そんな事を考えない40過ぎの人とは僕は友達になれそうにない。多分。
そして思うのだ、オレの人生これでいいのか?と。
本当にやりたいことをやっているのか?
自分は何に貢献する為に生まれて、そして今生きているのか?
息子に今のオレの生き様を自慢出来るだろうか?
っていうか、オレは今いい顔してるんだろうか?
きっと二昔前に流行ったピーターパンシンドロームと中年の危機が同時に来てしまったのだ。
常識的に考えれば、普通大人はそこで自分の人生に折り合いを付けて生きて行く覚悟を決めるのかもしれない。

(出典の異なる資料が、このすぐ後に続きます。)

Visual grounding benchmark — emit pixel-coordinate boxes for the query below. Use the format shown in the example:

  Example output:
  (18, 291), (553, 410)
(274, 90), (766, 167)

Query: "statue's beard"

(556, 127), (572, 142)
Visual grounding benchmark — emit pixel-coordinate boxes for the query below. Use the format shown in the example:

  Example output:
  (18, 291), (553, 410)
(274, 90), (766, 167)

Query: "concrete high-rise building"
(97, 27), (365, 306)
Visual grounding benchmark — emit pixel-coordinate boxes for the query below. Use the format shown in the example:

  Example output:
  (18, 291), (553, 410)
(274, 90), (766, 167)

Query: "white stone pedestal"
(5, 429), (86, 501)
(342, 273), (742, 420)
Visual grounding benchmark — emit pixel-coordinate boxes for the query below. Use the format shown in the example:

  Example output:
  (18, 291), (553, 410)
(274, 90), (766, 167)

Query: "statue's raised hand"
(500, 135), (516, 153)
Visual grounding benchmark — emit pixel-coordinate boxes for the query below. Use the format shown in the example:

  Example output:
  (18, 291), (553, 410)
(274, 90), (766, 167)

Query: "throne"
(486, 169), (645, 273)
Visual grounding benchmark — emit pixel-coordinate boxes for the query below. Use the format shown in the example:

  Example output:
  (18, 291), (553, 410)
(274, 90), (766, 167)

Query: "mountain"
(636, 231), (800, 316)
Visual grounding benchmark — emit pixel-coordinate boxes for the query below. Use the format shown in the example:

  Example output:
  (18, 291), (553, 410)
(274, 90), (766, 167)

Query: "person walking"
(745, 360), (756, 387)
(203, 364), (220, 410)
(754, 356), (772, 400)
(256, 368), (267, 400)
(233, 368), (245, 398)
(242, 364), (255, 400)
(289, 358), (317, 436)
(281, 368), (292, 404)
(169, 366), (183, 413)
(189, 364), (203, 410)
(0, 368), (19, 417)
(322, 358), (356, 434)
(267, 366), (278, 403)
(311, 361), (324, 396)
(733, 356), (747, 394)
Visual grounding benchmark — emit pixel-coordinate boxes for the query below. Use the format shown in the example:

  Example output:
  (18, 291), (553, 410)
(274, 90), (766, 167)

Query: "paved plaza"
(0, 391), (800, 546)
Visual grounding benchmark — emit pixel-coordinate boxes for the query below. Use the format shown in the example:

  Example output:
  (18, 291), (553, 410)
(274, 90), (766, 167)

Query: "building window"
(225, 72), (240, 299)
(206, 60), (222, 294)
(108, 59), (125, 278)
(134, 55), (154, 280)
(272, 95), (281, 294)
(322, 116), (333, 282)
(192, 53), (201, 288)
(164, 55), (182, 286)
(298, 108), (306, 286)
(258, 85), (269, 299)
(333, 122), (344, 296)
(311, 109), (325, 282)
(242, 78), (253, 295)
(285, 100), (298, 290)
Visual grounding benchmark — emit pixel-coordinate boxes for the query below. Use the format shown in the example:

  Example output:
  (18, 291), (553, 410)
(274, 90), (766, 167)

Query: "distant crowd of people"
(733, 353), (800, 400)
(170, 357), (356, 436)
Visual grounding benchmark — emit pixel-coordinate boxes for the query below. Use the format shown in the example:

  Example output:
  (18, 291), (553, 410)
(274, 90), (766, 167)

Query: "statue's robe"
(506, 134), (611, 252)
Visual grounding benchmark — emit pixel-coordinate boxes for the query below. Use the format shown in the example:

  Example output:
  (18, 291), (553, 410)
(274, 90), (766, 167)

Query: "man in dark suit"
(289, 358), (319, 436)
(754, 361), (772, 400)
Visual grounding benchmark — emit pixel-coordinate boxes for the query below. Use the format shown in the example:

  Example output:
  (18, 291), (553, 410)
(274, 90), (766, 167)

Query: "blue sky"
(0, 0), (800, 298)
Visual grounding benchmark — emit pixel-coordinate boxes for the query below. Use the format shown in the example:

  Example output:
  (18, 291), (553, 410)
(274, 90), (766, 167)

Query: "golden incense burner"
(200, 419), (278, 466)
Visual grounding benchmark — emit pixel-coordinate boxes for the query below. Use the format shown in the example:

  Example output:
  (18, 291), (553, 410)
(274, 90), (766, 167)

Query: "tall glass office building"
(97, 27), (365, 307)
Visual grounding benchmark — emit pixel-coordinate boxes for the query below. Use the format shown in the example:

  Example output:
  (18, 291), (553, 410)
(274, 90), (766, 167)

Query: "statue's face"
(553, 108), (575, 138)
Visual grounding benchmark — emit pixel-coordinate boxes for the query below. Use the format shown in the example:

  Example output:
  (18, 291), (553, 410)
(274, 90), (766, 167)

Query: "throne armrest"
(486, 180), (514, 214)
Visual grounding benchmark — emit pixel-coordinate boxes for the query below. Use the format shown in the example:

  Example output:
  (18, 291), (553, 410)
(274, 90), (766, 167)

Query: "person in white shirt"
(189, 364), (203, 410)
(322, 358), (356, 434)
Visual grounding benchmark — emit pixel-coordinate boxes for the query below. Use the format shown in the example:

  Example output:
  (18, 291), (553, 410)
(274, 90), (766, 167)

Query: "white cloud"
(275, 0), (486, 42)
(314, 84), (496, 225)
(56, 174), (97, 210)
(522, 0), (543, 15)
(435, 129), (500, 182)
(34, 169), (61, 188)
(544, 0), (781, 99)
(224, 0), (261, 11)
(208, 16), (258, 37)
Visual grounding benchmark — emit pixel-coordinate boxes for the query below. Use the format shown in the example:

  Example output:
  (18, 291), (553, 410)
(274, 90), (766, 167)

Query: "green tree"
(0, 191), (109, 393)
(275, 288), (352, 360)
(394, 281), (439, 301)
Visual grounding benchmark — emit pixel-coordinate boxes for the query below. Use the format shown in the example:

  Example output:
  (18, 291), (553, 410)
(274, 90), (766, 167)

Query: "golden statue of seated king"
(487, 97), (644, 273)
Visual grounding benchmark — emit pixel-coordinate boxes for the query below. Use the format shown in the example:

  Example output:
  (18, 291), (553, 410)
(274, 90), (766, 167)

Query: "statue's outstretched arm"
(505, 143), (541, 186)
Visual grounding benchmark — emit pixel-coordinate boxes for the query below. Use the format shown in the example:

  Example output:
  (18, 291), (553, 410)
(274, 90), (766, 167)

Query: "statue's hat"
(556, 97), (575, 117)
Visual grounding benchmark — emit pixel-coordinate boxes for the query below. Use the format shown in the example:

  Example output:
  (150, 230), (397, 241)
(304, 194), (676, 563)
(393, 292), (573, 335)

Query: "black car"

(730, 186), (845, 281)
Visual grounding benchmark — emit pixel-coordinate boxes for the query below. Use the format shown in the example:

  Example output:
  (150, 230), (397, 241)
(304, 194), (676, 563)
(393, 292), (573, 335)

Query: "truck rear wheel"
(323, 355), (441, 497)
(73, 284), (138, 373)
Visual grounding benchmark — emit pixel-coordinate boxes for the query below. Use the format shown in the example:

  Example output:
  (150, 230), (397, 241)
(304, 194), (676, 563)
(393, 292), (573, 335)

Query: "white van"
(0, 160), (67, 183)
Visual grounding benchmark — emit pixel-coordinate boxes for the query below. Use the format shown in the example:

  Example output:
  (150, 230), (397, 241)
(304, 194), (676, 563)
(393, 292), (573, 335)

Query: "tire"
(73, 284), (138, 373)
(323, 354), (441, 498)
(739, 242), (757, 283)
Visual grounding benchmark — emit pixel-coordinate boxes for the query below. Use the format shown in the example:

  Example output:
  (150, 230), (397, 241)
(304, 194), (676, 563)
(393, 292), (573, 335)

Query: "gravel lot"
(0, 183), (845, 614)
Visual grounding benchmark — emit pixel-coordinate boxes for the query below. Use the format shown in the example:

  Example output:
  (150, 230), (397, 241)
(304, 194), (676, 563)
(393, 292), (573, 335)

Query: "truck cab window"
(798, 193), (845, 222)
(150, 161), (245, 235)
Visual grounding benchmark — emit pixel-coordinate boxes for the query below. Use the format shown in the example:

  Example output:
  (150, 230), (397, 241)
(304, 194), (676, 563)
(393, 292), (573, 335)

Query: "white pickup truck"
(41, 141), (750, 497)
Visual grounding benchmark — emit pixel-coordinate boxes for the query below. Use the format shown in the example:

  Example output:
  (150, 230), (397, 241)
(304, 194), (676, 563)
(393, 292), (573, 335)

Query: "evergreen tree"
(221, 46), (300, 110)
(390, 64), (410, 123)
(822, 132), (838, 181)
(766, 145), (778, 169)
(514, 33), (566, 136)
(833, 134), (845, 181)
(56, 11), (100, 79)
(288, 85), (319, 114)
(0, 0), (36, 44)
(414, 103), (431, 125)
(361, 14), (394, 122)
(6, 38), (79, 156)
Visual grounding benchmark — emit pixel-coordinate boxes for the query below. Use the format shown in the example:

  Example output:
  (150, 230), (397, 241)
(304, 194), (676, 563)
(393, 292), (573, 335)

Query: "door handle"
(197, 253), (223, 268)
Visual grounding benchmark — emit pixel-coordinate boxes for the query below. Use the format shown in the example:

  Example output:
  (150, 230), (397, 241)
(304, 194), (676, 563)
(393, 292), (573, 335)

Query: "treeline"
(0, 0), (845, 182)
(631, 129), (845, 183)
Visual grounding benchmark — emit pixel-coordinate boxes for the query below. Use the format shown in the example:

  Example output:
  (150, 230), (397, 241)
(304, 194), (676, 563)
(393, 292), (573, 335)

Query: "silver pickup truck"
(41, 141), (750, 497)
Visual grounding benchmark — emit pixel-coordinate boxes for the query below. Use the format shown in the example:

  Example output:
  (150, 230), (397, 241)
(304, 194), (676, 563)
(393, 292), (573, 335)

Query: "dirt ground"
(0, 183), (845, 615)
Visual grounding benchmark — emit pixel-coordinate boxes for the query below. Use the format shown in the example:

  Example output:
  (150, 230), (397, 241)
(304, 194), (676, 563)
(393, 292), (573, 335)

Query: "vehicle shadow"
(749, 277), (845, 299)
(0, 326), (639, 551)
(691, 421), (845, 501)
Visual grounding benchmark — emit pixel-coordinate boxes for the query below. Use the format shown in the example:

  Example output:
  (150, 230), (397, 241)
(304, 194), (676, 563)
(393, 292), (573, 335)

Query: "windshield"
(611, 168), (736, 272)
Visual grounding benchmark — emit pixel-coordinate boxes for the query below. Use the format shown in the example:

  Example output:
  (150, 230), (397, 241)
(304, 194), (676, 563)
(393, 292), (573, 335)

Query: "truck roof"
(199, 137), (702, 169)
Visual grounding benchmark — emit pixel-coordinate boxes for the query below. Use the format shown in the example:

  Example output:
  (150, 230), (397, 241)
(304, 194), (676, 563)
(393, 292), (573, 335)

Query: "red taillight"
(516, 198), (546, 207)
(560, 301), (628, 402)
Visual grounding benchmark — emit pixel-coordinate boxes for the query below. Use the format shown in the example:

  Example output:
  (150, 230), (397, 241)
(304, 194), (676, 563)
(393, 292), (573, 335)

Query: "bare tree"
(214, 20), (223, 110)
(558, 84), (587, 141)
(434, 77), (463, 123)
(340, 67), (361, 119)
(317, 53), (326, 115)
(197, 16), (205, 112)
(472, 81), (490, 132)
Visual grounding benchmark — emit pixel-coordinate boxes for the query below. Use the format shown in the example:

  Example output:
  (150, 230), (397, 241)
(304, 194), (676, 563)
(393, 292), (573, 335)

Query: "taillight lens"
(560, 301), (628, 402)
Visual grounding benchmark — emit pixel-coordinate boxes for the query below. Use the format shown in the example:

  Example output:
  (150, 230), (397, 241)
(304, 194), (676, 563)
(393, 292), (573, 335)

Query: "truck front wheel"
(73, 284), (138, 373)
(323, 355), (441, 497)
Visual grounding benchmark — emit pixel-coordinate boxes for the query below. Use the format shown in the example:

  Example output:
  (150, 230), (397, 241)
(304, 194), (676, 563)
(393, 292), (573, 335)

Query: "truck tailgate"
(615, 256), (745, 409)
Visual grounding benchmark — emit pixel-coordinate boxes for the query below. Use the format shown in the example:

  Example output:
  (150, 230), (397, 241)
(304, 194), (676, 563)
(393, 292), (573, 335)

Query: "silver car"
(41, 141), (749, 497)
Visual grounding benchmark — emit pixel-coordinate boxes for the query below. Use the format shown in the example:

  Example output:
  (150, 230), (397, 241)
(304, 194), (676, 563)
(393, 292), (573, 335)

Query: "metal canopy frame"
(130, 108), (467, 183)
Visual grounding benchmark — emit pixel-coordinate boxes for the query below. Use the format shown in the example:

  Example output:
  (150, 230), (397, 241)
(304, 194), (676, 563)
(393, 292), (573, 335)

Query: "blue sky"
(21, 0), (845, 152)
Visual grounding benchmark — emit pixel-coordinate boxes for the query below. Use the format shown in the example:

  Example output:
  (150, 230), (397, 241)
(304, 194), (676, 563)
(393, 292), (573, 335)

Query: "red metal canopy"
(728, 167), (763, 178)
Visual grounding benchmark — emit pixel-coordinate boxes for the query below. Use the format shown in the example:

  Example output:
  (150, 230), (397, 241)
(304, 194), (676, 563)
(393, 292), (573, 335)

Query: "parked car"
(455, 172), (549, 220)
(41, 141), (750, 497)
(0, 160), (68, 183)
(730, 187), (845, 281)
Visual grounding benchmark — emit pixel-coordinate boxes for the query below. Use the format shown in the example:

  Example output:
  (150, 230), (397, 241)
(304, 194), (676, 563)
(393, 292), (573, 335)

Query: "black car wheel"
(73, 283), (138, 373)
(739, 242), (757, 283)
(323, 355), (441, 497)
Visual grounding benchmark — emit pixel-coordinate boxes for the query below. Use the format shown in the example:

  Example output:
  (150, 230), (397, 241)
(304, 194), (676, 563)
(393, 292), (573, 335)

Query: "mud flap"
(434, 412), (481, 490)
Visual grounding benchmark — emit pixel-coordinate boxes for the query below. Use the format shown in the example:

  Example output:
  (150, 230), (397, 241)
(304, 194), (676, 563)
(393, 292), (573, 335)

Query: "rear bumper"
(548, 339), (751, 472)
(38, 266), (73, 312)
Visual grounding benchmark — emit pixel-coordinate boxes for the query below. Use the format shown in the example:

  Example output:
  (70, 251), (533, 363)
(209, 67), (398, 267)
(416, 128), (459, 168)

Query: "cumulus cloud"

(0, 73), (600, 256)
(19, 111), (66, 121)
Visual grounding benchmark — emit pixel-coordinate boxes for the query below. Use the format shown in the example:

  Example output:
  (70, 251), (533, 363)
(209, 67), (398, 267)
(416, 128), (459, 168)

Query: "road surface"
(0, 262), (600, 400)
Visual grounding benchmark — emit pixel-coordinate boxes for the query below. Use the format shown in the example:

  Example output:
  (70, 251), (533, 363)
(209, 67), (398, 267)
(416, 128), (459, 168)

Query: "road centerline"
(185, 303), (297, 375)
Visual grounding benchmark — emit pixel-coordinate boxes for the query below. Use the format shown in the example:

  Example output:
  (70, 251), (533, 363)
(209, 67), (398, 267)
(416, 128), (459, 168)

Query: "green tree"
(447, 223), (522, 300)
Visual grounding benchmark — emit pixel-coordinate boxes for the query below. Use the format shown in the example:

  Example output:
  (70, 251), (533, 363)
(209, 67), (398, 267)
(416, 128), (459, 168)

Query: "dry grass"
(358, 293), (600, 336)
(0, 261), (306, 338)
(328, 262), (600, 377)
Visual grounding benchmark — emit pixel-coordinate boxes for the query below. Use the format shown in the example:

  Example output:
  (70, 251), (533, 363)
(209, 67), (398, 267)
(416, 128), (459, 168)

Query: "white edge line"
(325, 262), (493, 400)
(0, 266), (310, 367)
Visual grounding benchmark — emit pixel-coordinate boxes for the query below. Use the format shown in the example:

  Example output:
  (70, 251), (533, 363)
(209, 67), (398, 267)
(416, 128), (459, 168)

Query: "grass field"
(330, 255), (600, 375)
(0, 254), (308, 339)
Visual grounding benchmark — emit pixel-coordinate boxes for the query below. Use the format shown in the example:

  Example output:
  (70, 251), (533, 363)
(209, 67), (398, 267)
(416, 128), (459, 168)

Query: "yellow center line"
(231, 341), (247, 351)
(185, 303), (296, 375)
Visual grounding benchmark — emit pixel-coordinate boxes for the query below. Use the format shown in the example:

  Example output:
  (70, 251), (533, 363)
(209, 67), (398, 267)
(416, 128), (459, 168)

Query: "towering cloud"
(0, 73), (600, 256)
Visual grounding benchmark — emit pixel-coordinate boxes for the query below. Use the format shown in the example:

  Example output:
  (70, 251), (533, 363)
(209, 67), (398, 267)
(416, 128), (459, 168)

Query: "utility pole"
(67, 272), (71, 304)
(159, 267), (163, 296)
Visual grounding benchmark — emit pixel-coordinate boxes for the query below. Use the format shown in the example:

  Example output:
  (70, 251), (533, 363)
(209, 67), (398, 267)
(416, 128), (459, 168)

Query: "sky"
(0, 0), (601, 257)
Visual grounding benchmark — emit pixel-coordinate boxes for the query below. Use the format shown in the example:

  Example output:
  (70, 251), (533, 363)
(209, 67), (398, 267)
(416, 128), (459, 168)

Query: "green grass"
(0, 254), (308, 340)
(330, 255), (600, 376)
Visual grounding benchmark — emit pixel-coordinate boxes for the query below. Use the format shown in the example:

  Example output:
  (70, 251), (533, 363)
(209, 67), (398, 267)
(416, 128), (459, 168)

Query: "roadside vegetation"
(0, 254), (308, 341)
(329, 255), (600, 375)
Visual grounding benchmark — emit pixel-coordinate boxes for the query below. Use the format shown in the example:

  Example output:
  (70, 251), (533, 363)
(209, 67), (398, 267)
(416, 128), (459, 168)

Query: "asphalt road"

自分は家族の為、子供の為、会社の為、顧客の為に生きて行くのだ。そう覚悟を決めるのかもしれない。
でも、何となく僕個人としては、それは無い、と思った。
むしろ嘘くさい、と思った。
自分が自分の為に生きる覚悟を決めた時に、きっとそれが家族や人への好影響を産み出すに違いないと考えた。
決して、それは自分さえ良ければ良い、といった利己的な打算ではモチロン無い。
自分をごまかす生き方は、結局対人関係もごまかす、ということにつながるという意味で考えているのです。
そして、この映画プロデューサーの言葉に戻る。
「現実的な決定を下さねばならず、もはや夢のようにただ思い描く未来に隠れ続けることは出来ない。」
これはどういう意味だろうか?
夢を見ず、現実を直視しろ。という意味だろうか?
僕はそうは思わない。
この人間を鋭い洞察力で診る、アカデミー賞を穫るような優れたクリエイターがそんな野暮な事を言う訳が無い。
「夢を未来の夢としてみる甘い時間はもう終わったのだ、今ここにある現実があなたの未来なのだ。行動への決定を下すのも未来のあなたじゃない、今の現実のあなたなのだ。」
きっとそう言う意味だと僕は考える。
やはり、Now or Neverなのだ。
今を生きるのか、過去に生きるのか。
誰にも決められない。決めるのは自分自身なのだ。
このプロデューサーが言う様に、中年の危機はきっと誰しもにそれぞれの形で訪れる。
それはきっと神様があなたに与えたもう一つのチャンスなのだ。
一度母親から生を受けた時と同じ様に、今度は自らが自らを再生させるチャンスなんだと僕は思う。